App that lets you pay celebrities to do custom shout-outs found exposing passwords, email addresses

Cameo app that lets users pay celebrities to do custom shout-outs was found exposing passwords, email addresses, and private videos

  • Cameo was found to have credentials accessible in the code of its app
  • The credentials gave access to Amazon buckets containing user data
  • Data includes email addresses, hashed passwords, and full names
  • Motherboard found that private videos were also accessible 

Celebrity shout-out app, Cameo, has been exposing highly sensitive user data including passwords, email addresses, and even supposedly private videos commissioned through the platform.

According to a report from Motherboard who cited the findings of an anonymous security researcher, the Cameo app, which lets users pay for short shout-out videos from celebrities, contained unsecured credentials that allowed one to access its backend.

Those credentials – available to anyone who opened the Android app up and viewed its code  – gave the researcher access Amazon S3 buckets, online databases operated by Cameo, that contained passowrds hashed and encrypted using a fairly weak process called Salt, phone numbers, email addresses, and names.

Cameo (pictured) is a celebrity shout out app that lets users pay for custom videos. Motherboard reports the app was found exposing private user data including email addresses and passwords

Additionally, the researcher also found that videos recorded by celebrity members of Cameo that were meant to be private were also easily accessible.

In a test conducted by Motherboard which commissioned celebrity voice actor and comedian Gilbert Gottfried to record a video saying ‘cybersecurity is becoming more and more relevant today, what with the apps, and viruses and hackers’ the outlet was able to write script that retrieved allegedly private videos from the platform.

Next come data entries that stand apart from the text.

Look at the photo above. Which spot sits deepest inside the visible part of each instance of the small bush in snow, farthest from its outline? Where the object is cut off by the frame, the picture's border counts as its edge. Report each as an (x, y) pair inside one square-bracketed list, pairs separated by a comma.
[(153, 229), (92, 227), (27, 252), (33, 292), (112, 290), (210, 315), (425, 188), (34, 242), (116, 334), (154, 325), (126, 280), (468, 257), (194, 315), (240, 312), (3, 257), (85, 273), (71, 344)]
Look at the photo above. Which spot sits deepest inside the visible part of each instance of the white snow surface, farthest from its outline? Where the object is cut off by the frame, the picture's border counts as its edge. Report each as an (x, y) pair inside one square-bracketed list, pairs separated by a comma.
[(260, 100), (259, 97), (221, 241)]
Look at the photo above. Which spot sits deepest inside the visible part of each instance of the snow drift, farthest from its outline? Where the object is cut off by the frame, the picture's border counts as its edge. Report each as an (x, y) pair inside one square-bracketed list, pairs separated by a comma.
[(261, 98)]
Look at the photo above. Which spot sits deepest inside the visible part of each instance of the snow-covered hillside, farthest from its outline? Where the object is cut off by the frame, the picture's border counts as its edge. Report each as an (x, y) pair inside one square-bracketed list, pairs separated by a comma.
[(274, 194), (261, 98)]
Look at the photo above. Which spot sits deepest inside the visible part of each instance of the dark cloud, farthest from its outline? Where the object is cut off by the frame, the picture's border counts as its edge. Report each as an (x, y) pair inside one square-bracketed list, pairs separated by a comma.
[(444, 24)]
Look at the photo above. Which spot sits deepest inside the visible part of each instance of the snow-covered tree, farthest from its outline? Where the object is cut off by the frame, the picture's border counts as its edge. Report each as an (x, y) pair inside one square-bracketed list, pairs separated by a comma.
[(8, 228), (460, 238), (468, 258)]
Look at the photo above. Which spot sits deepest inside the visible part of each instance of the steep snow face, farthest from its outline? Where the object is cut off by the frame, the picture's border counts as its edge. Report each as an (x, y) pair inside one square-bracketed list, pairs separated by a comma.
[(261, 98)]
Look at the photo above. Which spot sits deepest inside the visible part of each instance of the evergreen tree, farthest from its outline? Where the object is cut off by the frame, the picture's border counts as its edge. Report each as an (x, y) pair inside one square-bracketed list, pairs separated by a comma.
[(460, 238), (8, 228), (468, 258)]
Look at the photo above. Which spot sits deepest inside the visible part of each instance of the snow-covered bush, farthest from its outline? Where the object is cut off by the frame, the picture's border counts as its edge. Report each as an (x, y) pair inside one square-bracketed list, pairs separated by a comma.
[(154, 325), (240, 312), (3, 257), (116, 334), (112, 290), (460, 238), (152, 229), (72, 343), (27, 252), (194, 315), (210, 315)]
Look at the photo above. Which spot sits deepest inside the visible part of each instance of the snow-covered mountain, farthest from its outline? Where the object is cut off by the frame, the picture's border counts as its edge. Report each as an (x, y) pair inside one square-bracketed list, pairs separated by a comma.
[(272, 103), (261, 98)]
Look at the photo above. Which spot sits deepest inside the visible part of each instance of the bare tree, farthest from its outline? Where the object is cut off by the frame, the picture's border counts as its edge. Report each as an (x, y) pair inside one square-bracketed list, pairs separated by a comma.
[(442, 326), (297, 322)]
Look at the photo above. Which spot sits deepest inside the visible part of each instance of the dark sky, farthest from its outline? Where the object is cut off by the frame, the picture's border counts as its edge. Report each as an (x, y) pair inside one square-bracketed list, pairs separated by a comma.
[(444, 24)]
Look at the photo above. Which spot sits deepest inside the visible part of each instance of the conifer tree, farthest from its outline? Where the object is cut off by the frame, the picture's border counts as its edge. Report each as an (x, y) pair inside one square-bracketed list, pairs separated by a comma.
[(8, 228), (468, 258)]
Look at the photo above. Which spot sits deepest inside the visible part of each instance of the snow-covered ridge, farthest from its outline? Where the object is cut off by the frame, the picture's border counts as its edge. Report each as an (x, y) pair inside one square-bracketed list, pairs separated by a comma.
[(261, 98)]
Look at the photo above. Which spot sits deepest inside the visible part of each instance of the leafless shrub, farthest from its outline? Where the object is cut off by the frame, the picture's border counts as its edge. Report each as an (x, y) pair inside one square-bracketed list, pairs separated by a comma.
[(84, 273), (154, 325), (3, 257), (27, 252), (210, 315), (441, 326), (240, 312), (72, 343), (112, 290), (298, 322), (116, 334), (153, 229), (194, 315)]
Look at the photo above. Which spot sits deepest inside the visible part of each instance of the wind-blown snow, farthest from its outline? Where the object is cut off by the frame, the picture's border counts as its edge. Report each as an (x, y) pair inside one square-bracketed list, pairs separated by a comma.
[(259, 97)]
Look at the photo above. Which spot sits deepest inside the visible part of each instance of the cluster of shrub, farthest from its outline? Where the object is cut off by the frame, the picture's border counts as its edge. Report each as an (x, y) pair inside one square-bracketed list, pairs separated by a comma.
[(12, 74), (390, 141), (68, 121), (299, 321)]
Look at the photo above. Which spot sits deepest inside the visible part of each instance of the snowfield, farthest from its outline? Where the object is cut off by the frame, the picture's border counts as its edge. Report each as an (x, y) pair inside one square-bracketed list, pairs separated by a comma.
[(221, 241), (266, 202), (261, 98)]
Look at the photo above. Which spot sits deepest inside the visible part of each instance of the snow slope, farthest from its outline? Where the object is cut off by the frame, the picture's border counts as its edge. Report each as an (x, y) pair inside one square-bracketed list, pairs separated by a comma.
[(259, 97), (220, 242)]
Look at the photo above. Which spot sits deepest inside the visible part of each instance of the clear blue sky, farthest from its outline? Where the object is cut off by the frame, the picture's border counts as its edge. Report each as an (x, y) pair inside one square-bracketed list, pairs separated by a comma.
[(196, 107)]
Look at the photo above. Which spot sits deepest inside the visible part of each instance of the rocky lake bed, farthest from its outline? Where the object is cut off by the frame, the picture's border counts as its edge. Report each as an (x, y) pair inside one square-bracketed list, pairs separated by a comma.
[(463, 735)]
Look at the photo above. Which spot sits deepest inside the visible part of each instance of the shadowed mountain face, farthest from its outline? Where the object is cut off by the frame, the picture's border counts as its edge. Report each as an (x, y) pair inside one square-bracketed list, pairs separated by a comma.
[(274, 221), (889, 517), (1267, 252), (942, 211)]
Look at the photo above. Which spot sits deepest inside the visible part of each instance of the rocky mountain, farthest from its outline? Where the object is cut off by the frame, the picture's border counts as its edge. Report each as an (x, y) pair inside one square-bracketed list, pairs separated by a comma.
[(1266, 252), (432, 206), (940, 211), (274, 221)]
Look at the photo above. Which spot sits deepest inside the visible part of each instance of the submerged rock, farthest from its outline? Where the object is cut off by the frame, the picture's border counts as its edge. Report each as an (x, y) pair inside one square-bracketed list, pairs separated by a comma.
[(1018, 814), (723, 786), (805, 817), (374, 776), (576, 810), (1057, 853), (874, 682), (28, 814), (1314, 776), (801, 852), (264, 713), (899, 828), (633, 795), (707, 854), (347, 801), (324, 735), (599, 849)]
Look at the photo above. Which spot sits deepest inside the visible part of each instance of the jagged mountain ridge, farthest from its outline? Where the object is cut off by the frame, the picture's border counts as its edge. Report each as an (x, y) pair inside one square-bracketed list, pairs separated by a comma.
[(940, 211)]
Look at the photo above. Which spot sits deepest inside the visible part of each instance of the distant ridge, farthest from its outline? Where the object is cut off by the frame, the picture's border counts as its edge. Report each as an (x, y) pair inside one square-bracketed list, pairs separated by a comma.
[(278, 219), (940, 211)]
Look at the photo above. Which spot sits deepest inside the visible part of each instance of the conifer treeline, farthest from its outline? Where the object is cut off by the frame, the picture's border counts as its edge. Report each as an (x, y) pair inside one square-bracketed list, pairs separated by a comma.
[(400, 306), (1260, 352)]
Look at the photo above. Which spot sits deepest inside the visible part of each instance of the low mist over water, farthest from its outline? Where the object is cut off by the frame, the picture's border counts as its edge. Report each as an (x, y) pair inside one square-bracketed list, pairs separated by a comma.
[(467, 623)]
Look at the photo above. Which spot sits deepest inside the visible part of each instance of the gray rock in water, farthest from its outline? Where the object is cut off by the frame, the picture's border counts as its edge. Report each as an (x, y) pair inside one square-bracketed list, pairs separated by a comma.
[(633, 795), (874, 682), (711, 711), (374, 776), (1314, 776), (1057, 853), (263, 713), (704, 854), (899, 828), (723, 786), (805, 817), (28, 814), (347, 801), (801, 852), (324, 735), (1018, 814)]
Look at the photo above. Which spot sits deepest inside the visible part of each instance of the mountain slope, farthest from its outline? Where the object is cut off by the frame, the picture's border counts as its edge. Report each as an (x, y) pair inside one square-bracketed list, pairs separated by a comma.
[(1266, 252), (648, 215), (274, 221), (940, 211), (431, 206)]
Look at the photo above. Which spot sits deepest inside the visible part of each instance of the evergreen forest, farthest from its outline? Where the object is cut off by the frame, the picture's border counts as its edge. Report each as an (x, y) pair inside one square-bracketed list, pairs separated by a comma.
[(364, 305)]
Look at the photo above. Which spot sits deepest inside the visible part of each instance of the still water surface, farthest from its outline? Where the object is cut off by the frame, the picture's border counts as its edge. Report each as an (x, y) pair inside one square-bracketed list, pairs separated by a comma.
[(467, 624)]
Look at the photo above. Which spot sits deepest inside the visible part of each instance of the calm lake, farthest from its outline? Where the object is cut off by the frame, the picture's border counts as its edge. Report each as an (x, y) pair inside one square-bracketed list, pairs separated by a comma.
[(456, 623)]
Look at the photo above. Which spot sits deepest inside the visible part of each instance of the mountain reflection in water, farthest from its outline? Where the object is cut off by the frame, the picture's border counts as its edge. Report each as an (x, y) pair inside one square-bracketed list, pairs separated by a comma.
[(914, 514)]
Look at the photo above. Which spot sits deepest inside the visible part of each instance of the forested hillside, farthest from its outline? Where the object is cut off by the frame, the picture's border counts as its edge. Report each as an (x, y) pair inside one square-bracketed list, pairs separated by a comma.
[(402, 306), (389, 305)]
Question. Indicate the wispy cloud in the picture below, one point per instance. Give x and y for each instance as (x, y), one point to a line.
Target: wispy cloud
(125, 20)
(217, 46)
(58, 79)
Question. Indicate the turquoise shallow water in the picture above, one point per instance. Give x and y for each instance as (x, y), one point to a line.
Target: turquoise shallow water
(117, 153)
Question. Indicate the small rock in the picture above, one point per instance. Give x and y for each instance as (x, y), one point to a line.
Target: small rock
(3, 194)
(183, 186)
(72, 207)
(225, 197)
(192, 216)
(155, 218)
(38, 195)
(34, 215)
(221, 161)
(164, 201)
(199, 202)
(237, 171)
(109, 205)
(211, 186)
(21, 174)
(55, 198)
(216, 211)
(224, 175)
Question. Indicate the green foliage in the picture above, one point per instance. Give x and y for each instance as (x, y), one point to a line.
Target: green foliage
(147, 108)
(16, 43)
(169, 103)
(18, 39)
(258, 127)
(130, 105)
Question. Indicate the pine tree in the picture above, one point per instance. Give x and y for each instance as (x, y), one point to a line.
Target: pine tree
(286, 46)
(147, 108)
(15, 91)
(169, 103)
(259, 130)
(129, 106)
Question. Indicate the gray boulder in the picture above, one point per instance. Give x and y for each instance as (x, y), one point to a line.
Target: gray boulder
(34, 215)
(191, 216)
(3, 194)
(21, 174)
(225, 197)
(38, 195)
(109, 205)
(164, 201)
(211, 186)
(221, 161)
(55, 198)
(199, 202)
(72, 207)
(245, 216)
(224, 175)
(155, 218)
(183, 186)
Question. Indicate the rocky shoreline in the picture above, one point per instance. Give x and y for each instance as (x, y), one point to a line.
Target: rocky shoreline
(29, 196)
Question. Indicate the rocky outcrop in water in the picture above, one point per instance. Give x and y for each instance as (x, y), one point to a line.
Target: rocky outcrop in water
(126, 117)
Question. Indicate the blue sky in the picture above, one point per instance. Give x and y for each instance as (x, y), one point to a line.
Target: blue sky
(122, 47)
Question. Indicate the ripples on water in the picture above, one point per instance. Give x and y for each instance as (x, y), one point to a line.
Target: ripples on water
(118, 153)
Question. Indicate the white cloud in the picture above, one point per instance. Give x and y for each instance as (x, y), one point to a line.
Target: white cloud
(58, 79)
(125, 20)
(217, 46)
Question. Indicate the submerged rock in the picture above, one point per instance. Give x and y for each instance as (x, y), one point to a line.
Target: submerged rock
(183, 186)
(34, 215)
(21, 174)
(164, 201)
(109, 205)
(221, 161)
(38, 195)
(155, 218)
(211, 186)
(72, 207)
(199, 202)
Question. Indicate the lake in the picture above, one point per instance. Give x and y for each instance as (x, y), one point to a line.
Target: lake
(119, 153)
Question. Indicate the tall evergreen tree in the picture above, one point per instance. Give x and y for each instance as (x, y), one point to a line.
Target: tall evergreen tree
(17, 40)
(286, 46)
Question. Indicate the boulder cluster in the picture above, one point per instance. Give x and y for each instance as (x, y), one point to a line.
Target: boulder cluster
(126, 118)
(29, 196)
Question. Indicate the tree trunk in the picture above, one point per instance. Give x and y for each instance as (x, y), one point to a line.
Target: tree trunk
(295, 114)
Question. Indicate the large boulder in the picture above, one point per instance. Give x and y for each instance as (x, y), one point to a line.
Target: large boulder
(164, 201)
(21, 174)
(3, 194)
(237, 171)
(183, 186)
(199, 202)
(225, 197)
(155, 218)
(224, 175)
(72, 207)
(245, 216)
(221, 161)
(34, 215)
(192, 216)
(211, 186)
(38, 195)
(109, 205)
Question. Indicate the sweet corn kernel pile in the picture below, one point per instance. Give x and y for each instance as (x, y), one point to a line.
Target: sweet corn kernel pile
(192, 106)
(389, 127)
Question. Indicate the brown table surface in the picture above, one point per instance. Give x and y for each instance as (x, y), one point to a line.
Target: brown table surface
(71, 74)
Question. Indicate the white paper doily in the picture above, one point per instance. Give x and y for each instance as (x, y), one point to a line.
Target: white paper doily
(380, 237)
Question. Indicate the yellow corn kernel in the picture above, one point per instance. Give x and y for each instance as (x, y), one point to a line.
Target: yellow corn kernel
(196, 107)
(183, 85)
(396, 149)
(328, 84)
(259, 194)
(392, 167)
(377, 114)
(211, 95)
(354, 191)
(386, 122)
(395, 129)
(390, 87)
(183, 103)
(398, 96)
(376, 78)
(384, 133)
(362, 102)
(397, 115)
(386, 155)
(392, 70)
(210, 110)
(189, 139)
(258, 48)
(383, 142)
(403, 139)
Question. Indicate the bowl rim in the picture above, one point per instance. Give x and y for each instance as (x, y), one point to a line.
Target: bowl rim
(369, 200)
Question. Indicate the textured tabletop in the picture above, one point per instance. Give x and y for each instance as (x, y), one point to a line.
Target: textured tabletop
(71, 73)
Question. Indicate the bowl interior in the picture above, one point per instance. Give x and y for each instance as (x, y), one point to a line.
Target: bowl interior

According to Motherboard, the ability to hoover those videos stems from a flaw in the review system which lets one reconstruct a specific URL that is sent to users and allows them to watch their video.

Cameo reportedly instructs celebrities participating in its service to send their video URL’s to a bot on the messaging app Telegram which then relays the message to the end-user.

According to Motherboard, the credentials inside Cameo’s app appear to have been accessible for about two years.

Cameo said that the vulnerability has since been closed. Motherboard reports that it could have been in existence for two years

Cameo said that the vulnerability has since been closed. Motherboard reports that it could have been in existence for two years

‘Cameo recently learned of a vulnerability in one of our databases from a third party security data researcher potentially affecting a limited amount of account holder data,’ Cameo told Motherboard in response to the findings.

‘Our team promptly fixed the issue. After thoroughly investigating the matter, we are currently not aware of any evidence indicating that anyone else other than the security researcher knew of or utilized the vulnerability. The trust of our community and data security are top priorities for Cameo. We are continuing to actively investigate the issue and continuously investing in data security.’